Jack London published “The Call of the Wild” in 1903 as short pulp fiction, first serialized in the Saturday Evening Post. A thrilling story of survival and wilderness adventure set during the 1890s Klondike Gold Rush, London’s writing is surprisingly modern for an almost 120-year-old work. His protagonist is the dog Buck not the human characters and the tone fits the turn of the century style of anthropomorphizing animals and accepting that they think and feel with human emotions.
London describes Buck as a St. Bernard-Scotch Shepherd mix with a long muzzle and wolfish head. Desmond Morris’ book “Dogs; The Ultimate Dictionary of over 1,000 Dog Breeds” refers to a lot of Scotch collies. My guess Buck’s mother was one of the heavy-bodied drover’s dogs, bred to take sheep and cattle to market and fight off wolves and other predators in Scotland and England, a sturdy Lassie-sized herding dog.
The latest movie version of “The Call of the Wild,” staring Harrison Ford in the role of John Thornton will be released February 21, 2020. Harrison seems to be a perfect match for Thornton, but the role of Buck has created immediate controversy.

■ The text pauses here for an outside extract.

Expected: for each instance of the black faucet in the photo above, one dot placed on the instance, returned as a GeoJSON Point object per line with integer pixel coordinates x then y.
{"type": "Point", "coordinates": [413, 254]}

The movie is a live action/animated hybrid. The director’s wife Jessica Steele-Sanders adopted the dog Buckley from a Emporia Kansas animal shelter. A digital scan of Buckley was made into a full CGI model to replace the original plan for a Burmese Mountain Dog. Critics commented that no dogs were harmed in the making of the movie--because no dogs acted in the movie.
Note: There’s also another recent movie. One called “Cats” which also has critics complaining about computers. Digital fur on stars and computer generated ears and tails offended some. But “Cats” never proposed to be about real live cats. Like “The Call of the Wild,” “Cats” is a movie for animal lovers, real and virtual.
For fun, watch the 1935 movie staring Clark Gable and Loretta Young. The film bares little resemblance to London’s book. With only a small part for a dog and a very different plot, movie-makers put out a 1930s romantic comedy and saved only London’s title and the so-so-real snow.